Also, be wary of relying on anything blocking ads on streaming services this way. They will likely serve them within the video stream, so not network-blockable.
I’m also a fan of NextDNS. Have an unbound instance querying it.
NextDNS caps your queries per month on the free account. ControlD doesn’t and you can pick a various mix of their public DNS resolvers. You don’t necessarily get the granular control with doing it this way for free that you can get with NextDNS though.
If you do check out these, make sure you click the Secure Resolvers if you’d prefer for DLS/DOQ/DNS over HTTPS instead of Legacy.
It’s like $20 year, not everything good can be free.
I run pihole and my wireguard VPN server locks all queries through it, which in turn uses unbound and queries via different providers like Cisco’s OpenDNS, Cloudflare and Quad9. However, I wanted to present a similar offering that also has a free-tier without a query cap for people interested.
Your „free“ option just requires buying hardware that enables all of it and an intensive setup process and knowledge which might be quite time consuming.
It may be a good solution but it’s far from free for many people.
Two things:
- A free solution was already being talked about.
- You can easily run pihole/adguard home on $20 hardware by following basic tutorials. It’s far from complex.
Pi-hole is great, but unfortunately ads in YouTube or other streaming services is not one of the things it blocks.
Glad I read this - all my other devices block ads perfectly well already, but was wondering if I could block YouTube ads on my Apple TV… I guess not!
If you’re comfortable self hosting you can use isponsorblocktv to block ads/sponsorship on YouTube on AppleTv and various smart TVs. I use this + Pi-Hole https://github.com/dmunozv04/iSponsorBlockTV
Your best bet is getting a platform your can sideload apps onto and running SmartTube
Not sure of any downside yet but setting your country to Albania via vpn removes all YouTube ads on Apple TV. Was just informed of this yesterday and as mentioned there may be reasons to not do this.
I wonder why we don’t have AI browser extensions that can recognise and obscure possible ads / unwanted content yet
Because the AI isn’t needed, and would be computationally expensive.
Extensions like ublock origin and sponsorblock work just fine.
Simple: That would be the opposite of making money for companies
PiHole and similar services just use DNS blocking, which only works if the ads are served via a third-party ad server. Sites with their own ad inventory (YouTube, Facebook, Twitter, etc) can’t be blocked this way since they can just serve the ads from the same domain as their regular content.
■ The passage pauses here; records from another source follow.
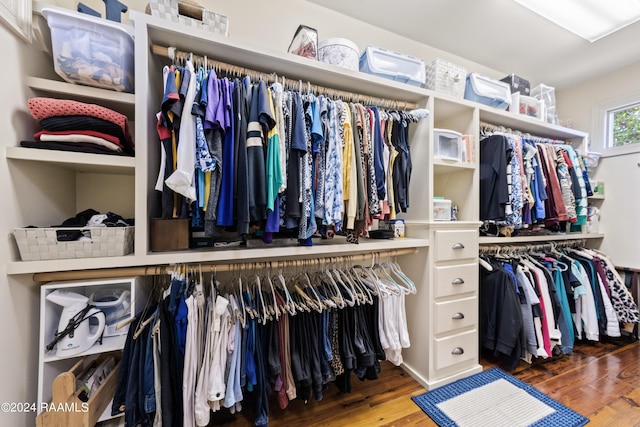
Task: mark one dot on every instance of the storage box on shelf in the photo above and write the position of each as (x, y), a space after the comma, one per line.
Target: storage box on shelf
(91, 51)
(190, 15)
(547, 95)
(43, 243)
(446, 77)
(392, 65)
(517, 84)
(447, 144)
(527, 106)
(341, 52)
(81, 410)
(488, 91)
(121, 299)
(441, 209)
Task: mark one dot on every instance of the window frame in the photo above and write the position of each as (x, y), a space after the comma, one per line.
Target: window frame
(600, 134)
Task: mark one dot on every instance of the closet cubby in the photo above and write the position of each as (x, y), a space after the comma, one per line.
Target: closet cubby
(51, 365)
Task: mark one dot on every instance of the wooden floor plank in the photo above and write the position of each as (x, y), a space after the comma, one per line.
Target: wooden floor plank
(599, 380)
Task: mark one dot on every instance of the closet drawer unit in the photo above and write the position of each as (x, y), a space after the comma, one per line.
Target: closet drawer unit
(455, 280)
(455, 350)
(452, 315)
(456, 244)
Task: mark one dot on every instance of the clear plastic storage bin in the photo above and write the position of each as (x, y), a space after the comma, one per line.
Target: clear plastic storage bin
(447, 144)
(443, 76)
(488, 91)
(441, 210)
(90, 50)
(340, 52)
(392, 65)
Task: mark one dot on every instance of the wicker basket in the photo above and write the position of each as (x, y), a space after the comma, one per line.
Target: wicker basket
(190, 14)
(37, 244)
(445, 77)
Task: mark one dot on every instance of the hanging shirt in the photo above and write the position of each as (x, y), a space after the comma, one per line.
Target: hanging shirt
(297, 148)
(277, 92)
(260, 122)
(349, 172)
(242, 104)
(181, 180)
(274, 176)
(216, 126)
(334, 199)
(225, 203)
(493, 177)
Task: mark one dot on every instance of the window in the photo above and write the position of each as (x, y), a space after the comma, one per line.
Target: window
(616, 126)
(623, 125)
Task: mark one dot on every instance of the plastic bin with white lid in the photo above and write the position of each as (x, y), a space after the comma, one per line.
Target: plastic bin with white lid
(487, 91)
(91, 51)
(115, 303)
(447, 144)
(441, 209)
(392, 65)
(545, 93)
(340, 52)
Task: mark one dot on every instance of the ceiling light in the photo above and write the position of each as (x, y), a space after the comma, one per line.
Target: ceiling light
(589, 19)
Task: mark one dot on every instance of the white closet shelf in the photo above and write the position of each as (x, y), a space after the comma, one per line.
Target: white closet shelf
(282, 63)
(447, 166)
(119, 101)
(108, 344)
(322, 249)
(484, 240)
(523, 123)
(80, 162)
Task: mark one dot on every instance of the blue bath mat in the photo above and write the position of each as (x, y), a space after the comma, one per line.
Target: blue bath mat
(493, 398)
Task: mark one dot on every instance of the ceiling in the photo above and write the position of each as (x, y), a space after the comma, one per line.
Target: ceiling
(500, 34)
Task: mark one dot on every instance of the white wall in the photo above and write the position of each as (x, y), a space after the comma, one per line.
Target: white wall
(18, 296)
(270, 24)
(621, 174)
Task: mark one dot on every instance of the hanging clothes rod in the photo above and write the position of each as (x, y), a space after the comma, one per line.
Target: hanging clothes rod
(159, 270)
(491, 128)
(492, 249)
(174, 54)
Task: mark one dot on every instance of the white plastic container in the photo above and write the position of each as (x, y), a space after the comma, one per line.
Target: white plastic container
(441, 210)
(447, 144)
(392, 65)
(546, 94)
(115, 303)
(446, 77)
(488, 91)
(340, 52)
(90, 50)
(527, 106)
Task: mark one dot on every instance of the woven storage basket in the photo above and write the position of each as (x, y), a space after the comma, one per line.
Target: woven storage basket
(443, 76)
(186, 14)
(37, 244)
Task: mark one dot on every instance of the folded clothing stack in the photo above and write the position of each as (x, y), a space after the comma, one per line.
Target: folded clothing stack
(90, 218)
(76, 126)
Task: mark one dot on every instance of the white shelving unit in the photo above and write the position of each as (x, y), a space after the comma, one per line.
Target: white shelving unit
(446, 252)
(50, 364)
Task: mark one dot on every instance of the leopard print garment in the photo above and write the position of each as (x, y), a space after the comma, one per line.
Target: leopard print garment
(625, 307)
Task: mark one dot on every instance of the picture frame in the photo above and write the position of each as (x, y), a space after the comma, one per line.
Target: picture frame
(16, 15)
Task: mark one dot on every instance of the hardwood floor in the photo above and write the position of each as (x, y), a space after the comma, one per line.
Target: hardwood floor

Adguard-home is way better than pi-hole imo
Plus it’s easy to run multiple AdGuard Home servers and keep them in sync using https://github.com/bakito/adguardhome-sync
Oh, oh, oh, gimme that!!
First time i hear about something like that, i’m going to install it asap
It works well! I have one AdGuardHome instance running on my home server and one running on a Raspberry Pi, both using Docker. Having two prevents the internet from breaking in case I have to shut down one of them for some reason.
Pihole user for more than 5 years,.can confirm that it is indeed better, made the switch few months ago
What makes it better other than the UI? I’m weary of using it because it is developed by Russian developers.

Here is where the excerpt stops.